# angles for a beginner.



## Dago91 (Mar 13, 2013)

So I am taking my good friend out to board for the first time on Sunday and was wondering what binding angles I should setup for him?

Was thinking 15/0 or should I maybe crank out the rear too a -4 or something.

He is regular and riding one of my old boards and binding setup. 

Thanks for the input.


----------



## lab49232 (Sep 13, 2011)

I would highly recommend puting some angle on the back foot. Positive angle even if you really want but leaving it at 0 is a no go. It can make your foot to long over the board and doesn't help you gain control on either edge. Most beginners start at +15/-15 and that's what I always recommend.


----------



## Dago91 (Mar 13, 2013)

lab49232 said:


> I would highly recommend puting some angle on the back foot. Positive angle even if you really want but leaving it at 0 is a no go. It can make your foot to long over the board and doesn't help you gain control on either edge. Most beginners start at +15/-15 and that's what I always recommend.


You recommend duck? Gotta say that's the first I have heard that.


----------



## 24WERD (May 9, 2012)

go 15/ 0 or -3 or -6 on the back leg


----------



## scotty100 (Apr 3, 2012)

lab49232 said:


> Most beginners start at +15/-15 and that's what I always recommend.


I would disagree on that too, +15/-3, +15/-6, +12/-3, +12/-6 were the various angles recommended to me when starting out. 

I've stuck with +15/-6 and +12/-6 ever since depending on board type...


----------



## ItchEtrigR (Jan 1, 2012)

Maybe whatever your friend feels comfortable with...


----------



## flysolo. (Feb 1, 2014)

When I first snowboarded I started at +15/-9 a good snowboarder told me it's a good starting point with versatility but everybody has their own preferences


----------



## lab49232 (Sep 13, 2011)

Dago91 said:


> You recommend duck? Gotta say that's the first I have heard that.

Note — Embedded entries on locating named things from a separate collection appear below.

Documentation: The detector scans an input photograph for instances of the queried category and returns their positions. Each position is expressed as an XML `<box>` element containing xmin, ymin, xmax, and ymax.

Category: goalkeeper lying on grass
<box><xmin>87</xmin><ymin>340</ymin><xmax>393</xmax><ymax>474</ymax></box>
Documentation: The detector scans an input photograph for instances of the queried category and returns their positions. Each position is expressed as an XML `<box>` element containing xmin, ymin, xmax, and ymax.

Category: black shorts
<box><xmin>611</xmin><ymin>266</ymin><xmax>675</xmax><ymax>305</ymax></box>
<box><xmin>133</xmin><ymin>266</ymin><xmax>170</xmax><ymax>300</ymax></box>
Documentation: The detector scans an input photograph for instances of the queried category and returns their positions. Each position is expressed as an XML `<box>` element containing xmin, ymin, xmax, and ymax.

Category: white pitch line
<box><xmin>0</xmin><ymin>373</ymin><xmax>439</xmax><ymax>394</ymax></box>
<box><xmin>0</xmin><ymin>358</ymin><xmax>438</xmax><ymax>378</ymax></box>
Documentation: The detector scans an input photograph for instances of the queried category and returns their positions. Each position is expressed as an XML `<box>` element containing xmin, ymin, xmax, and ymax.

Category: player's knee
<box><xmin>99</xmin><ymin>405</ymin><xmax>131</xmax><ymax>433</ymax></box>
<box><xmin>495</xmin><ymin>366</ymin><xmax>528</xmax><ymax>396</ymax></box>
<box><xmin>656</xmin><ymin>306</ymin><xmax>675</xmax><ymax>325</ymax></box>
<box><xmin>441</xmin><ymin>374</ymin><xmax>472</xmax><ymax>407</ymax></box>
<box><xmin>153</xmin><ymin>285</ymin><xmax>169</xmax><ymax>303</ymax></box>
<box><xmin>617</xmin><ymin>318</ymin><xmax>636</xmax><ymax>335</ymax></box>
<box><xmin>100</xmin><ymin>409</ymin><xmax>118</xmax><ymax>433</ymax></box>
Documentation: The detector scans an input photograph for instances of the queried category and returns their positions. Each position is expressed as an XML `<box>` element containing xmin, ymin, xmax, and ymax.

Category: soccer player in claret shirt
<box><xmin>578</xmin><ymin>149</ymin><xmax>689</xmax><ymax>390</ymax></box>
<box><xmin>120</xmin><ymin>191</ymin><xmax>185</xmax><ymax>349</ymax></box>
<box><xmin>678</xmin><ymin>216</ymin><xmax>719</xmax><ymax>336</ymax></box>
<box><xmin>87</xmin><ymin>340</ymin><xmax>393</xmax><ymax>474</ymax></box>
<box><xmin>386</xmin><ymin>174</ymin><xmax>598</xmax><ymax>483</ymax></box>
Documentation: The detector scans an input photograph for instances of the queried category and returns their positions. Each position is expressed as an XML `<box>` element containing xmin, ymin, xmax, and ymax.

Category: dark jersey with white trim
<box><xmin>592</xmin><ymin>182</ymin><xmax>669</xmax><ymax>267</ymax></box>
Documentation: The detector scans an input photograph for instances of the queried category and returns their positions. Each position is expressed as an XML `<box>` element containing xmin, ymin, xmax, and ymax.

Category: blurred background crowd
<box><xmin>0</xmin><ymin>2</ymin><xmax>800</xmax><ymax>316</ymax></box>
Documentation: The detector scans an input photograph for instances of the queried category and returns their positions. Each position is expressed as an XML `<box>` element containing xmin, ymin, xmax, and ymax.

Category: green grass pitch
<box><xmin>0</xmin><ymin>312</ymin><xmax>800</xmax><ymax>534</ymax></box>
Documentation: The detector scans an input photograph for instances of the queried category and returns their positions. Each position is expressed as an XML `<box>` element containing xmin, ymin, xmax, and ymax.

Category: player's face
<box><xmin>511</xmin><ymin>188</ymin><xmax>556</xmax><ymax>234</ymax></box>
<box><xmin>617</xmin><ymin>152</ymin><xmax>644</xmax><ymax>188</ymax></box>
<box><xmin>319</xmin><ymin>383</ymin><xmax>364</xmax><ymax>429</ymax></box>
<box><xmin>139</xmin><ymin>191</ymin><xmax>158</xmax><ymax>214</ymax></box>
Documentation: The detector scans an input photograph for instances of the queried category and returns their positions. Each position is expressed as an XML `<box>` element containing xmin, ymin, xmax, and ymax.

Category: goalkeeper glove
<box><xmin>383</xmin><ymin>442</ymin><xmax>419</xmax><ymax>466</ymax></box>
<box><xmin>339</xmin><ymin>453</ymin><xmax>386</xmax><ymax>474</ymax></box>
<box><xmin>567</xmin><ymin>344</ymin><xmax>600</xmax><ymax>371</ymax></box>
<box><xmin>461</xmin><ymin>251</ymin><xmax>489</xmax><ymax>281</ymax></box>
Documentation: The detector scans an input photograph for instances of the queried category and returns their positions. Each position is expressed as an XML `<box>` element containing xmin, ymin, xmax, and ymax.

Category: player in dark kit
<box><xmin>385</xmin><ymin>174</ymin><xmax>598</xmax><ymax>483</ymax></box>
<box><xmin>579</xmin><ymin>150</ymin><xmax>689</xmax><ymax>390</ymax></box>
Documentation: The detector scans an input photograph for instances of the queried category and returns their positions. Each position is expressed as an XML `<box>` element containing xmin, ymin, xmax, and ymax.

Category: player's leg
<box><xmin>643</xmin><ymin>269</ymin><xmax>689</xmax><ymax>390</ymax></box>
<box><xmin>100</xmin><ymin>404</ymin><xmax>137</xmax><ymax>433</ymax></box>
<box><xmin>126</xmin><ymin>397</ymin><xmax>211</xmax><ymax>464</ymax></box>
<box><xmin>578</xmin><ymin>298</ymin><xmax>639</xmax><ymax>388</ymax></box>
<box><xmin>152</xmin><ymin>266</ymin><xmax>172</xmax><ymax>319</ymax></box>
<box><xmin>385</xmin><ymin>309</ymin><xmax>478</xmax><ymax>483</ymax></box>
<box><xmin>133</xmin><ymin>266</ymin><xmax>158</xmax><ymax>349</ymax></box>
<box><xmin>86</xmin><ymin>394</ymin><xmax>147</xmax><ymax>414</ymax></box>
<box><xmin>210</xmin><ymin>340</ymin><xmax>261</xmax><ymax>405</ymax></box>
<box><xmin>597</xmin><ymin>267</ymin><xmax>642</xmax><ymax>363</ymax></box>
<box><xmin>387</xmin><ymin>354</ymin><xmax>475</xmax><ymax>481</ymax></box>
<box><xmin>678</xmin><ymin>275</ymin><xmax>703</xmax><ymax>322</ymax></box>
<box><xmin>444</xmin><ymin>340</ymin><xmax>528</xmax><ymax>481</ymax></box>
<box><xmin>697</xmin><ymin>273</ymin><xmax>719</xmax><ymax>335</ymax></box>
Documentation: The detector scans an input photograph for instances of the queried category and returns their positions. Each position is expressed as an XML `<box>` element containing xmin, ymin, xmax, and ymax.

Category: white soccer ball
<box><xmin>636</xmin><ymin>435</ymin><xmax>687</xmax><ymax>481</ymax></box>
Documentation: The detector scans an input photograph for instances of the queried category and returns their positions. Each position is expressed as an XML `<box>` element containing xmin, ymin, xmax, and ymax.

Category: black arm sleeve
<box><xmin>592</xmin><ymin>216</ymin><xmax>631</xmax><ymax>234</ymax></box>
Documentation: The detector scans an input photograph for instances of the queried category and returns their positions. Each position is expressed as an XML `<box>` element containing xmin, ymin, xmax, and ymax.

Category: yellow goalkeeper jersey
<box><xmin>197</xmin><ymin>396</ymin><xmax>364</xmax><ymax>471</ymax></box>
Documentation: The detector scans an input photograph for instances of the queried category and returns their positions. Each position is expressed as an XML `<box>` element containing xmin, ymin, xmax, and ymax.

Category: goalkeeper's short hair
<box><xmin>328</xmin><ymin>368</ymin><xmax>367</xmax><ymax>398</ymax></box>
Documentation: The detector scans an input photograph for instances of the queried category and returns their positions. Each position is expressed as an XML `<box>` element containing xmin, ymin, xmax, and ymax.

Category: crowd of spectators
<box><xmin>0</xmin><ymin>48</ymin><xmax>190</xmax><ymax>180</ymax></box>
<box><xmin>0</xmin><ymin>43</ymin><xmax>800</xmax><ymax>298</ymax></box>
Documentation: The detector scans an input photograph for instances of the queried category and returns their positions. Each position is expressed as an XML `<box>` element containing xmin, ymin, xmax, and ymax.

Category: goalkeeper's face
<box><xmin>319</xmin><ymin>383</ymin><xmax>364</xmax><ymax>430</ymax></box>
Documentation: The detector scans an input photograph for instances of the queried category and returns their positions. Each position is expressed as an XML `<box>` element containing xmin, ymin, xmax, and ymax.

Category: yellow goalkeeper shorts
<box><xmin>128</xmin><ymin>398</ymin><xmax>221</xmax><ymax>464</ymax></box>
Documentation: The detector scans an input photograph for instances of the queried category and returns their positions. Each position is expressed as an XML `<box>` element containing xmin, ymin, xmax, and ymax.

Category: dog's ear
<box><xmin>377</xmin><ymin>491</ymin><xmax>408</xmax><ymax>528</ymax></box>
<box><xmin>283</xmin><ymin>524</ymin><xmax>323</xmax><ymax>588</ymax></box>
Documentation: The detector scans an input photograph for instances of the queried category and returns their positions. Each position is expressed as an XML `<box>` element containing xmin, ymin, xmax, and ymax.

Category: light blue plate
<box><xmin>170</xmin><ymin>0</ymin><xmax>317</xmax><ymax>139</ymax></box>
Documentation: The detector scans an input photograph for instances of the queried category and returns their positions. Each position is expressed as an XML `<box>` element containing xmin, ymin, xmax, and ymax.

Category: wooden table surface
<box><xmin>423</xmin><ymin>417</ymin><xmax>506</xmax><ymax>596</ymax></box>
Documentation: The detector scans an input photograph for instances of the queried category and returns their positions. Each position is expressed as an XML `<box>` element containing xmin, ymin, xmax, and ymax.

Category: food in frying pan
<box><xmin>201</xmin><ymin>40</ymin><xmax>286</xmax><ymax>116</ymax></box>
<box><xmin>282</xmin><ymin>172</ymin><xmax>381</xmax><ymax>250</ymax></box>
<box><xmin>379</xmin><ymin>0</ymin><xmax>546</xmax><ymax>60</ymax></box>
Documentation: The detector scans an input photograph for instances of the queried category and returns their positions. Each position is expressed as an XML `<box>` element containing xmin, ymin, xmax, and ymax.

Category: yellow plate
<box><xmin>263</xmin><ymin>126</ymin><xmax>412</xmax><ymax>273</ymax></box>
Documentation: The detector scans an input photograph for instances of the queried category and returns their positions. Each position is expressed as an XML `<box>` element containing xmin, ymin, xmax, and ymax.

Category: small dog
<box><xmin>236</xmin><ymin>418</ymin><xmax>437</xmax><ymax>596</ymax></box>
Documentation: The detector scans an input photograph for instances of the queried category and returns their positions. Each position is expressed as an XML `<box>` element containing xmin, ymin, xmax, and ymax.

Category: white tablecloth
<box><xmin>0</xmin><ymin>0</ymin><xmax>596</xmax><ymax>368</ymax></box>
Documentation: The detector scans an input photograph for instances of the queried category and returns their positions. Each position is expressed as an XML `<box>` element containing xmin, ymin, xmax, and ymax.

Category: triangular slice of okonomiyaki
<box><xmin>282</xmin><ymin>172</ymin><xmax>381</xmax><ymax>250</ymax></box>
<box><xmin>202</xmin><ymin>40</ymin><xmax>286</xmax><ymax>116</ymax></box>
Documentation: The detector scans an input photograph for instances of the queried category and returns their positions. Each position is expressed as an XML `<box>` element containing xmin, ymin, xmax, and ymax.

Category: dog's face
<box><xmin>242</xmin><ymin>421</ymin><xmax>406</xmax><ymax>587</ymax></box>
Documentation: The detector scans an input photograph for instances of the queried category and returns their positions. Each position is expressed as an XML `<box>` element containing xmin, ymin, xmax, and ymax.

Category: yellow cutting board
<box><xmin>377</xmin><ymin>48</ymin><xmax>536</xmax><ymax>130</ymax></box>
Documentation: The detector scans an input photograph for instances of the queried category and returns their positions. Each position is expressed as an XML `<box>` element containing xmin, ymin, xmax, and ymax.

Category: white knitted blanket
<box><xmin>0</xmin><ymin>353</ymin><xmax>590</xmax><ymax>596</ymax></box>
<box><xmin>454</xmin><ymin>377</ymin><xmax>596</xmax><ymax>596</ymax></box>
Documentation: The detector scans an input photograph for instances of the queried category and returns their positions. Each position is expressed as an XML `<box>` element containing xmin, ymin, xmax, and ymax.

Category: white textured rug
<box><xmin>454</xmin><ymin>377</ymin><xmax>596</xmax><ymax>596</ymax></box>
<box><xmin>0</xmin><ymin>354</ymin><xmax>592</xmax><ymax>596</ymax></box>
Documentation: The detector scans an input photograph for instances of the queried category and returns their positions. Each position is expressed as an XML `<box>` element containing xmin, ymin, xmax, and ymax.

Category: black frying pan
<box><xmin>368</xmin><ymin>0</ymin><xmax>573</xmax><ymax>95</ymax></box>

Almost exclusively recommend duck. Unless you are purely carving or racing (in which case you would want both positive angles, still not 0) you will almost always want to go duck.

I've ridden for many years and was a certified instructor for a number of years as well. Start at 15's and adjust from there. A lot of people here recommend smaller angles due to knees feeling uncomfortable. Canted bindings help with this but the only way to really decide is to play around with them until you find your sweet spot.


----------



## francium (Jan 12, 2013)

Everyone I know has started using duck if you have lessons at any of the slopes using rentals they set the board up this way because most learners won't know if they are regular or goofy.


----------



## Lamps (Sep 3, 2011)

24WERD said:


> go 15/ 0 or -3 or -6 on the back leg


Something like this.


----------



## hightyme (Mar 11, 2014)

To each, their own....
...I started at 9 / 9, may kick out my lead foot to 12 or 15


----------



## speedjason (May 2, 2013)

I would say 12/12 duck and go from there.


----------



## Dago91 (Mar 13, 2013)

Ended up going 15+/-6 back. He really had no prob with it and is a natural IMO .. Was linking turns in the first hour. He use to skate professionally and he surfs so the balance piece was no issue.

Thanks for everyone's input.


----------